Note that I’m also passing along the reversed input sequence (so that the last token passed to the encoder is the first token in the input sequence). Empirically, I found that I got slightly better results doing it this way, but I’m not sure what the linguistic justification could be.

Finally, a working model?

I got reasonable convergence from training, although with a bit of jitter:

Training curve

But before I could be satisfied, I had to check that it was actually producing something close to reasonable. I wrote a predict function that would translate a sentence in English into one in French, using our seq2seq model:

def predict(sentence):
    
    inputs = en_vocab.encode(tokenize(sentence))
    outputs = []
    
    with torch.no_grad():
        x = torch.tensor(list(reversed(inputs)), 
                         dtype=torch.long, 
                         device=device)
        h = torch.zeros((1, 1, 1024), device=device)
        
        for ei in range(x.shape[0]):
            _, h = encoder(x[ei], h)
        
        dec_input = torch.tensor([fr_vocab.encode(["<SOS>"])], device=device)
        
        output = None
        count = 0
        while output != "<EOS>" and count < 25:
            
            dec_output, h = decoder(dec_input, h)
            topv, topi = dec_output.topk(1)
            dec_input = topi.squeeze().detach()
            
            output = fr_vocab.decode([dec_input.item()])[0]
            
            outputs.append(output)
            count += 1
        
    return " ".join(outputs[:-1])

First, let’s test it with an example from the pairs of sentences. Element 1234 in pairs is

['<SOS>', 'he', 'grew', 'old', '<EOS>']
['<SOS>', 'il', 'est', 'devenu', 'vieux', '<EOS>']

Calling predict:

predict("he grew old")
# returns 'il devint vieux'

Google Translate suggests that this means “he got old” in English, so it seems like we’re on the right track. (Mistake 4: I don’t actually know French!)

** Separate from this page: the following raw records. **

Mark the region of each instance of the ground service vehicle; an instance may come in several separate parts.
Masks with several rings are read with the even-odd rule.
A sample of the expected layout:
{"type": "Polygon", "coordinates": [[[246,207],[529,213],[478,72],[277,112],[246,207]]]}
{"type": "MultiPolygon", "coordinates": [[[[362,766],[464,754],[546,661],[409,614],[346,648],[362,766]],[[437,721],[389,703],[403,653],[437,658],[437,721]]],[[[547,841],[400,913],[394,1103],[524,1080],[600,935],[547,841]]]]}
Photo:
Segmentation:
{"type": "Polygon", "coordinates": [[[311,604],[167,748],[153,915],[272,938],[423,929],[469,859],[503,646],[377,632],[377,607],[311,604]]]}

A few more “translations” from the model:

"I love you" > "je t aime"

(Even I know that one is correct!) The model stumbled on this next one:

"The dog ran fast" > "le chien a été"

It gets “the dog” correct (“le chien”), but whiffs on the rest of the sentence.

Finally I tried

"I learned a lot today" > "j ai appris beaucoup aujourd aujourd"

I’m not sure why “aujourd” (“today”) came out twice—apparently, conditioned on the context at that step and the previous word being “aujourd”, the decoder believes “aujourd” is likely to follow.

Anyway, that concludes this seq2seq model implementation catastrophe. Adding attention would probably be a good idea, and the official PyTorch tutorial will walk you through how to do that. In the meantime, if you’re looking to implement your own seq2seq model, hopefully you’ve learned from my mistakes and will have better luck than I did!